Monkeys crossed 160km of open ocean 21 million years ago, scientists reveal



Monkeys resembling today’s capuchins crossed at least 160 kilometres of open ocean 21 million years ago to get from South America to North America, eons before the two continents joined together.

Scientists reached that conclusion based on the discovery of seven teeth during excavations related to the Panama Canal. It showed that monkeys had reached the North American continent far earlier than believed.

The teeth were from Panamacebus transitus, a medium-sized monkey. South America at the time was secluded from other continents, with its mammals evolving in what 20th-century palaeontologist George Gaylord Simpson called “splendid isolation”.

How Panamacebus performed the feat was a bit of a mystery. “Panama represents the southernmost extreme of the North American continent at that time,” said Jonathan Bloch, a vertebrate palaeontology ­curator at the Florida Museum of Natural History.
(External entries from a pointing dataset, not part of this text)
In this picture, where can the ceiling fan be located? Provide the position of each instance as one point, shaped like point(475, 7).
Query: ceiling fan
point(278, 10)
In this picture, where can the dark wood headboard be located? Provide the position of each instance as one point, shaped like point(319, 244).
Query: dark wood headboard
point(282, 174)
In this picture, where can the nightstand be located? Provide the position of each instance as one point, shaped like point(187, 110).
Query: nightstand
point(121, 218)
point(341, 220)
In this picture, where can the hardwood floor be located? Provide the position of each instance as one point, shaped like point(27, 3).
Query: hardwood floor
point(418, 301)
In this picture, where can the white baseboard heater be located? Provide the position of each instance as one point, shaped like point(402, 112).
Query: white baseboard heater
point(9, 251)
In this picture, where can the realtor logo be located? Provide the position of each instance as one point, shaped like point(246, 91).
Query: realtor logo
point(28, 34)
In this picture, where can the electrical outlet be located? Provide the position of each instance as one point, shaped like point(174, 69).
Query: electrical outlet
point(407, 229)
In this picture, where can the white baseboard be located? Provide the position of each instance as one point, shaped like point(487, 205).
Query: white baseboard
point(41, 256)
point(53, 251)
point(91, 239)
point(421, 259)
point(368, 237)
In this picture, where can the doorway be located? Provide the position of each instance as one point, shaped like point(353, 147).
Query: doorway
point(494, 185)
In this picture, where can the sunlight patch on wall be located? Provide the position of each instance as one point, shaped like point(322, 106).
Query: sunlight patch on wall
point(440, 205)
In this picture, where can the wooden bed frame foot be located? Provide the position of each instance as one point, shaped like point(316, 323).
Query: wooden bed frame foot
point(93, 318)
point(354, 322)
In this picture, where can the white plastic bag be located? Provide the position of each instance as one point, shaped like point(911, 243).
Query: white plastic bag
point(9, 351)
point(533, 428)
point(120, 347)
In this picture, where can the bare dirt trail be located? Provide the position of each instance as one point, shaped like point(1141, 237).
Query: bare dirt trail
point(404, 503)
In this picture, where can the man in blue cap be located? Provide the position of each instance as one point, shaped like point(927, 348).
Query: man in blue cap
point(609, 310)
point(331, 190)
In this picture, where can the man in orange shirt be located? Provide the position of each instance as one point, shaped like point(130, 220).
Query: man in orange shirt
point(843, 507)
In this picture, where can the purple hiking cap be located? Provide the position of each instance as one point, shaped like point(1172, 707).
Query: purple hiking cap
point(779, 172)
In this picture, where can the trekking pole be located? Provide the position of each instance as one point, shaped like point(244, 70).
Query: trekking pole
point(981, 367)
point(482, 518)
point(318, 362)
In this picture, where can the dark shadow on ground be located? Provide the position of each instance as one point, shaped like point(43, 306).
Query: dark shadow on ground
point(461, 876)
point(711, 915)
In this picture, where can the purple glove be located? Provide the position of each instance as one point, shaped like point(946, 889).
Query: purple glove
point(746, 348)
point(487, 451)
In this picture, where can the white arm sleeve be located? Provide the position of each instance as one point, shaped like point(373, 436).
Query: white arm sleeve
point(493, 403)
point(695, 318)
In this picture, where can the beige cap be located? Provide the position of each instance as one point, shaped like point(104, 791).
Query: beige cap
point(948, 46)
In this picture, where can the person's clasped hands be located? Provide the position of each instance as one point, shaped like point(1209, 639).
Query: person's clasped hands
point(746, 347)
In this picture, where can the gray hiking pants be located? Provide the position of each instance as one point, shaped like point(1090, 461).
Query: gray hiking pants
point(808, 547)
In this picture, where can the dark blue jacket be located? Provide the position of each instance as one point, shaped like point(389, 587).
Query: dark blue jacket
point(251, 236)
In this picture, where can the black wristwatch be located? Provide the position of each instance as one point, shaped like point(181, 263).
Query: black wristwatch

“It may have swum across but this would have required covering a distance of more than 100 miles, a difficult feat for sure. It’s more likely that it unintentionally rafted across on mats of vegetation.”

While South American giant ground sloths managed to reach North America about nine million years ago, it was not until about 3.5 million years ago that the isthmus of Panama formed, allowing animals to ­begin trekking in large numbers between the continents in one of the biggest mixing of species on record.

Mr Bloch said learning that monkeys lived in North America then was a “mind-bending discovery” because it had long been accepted that they did not exist there at that time.

It would be akin to learning that Australia’s kangaroos and koalas live in the wilds of Asia today.

Monkeys originated in Africa and later spread. Scientists believed monkeys made an even longer transoceanic voyage, perhaps 37 million years ago, when they crossed from Africa to South America, also probably on floating debris.

Mr Bloch said the seven teeth, the largest of which were molars about 5mm long, were unmistakable as belonging to a South American monkey, and their shape showed Panamacebus had a diet of fruit in its tropical forest environment.

The research was published in the journal Nature.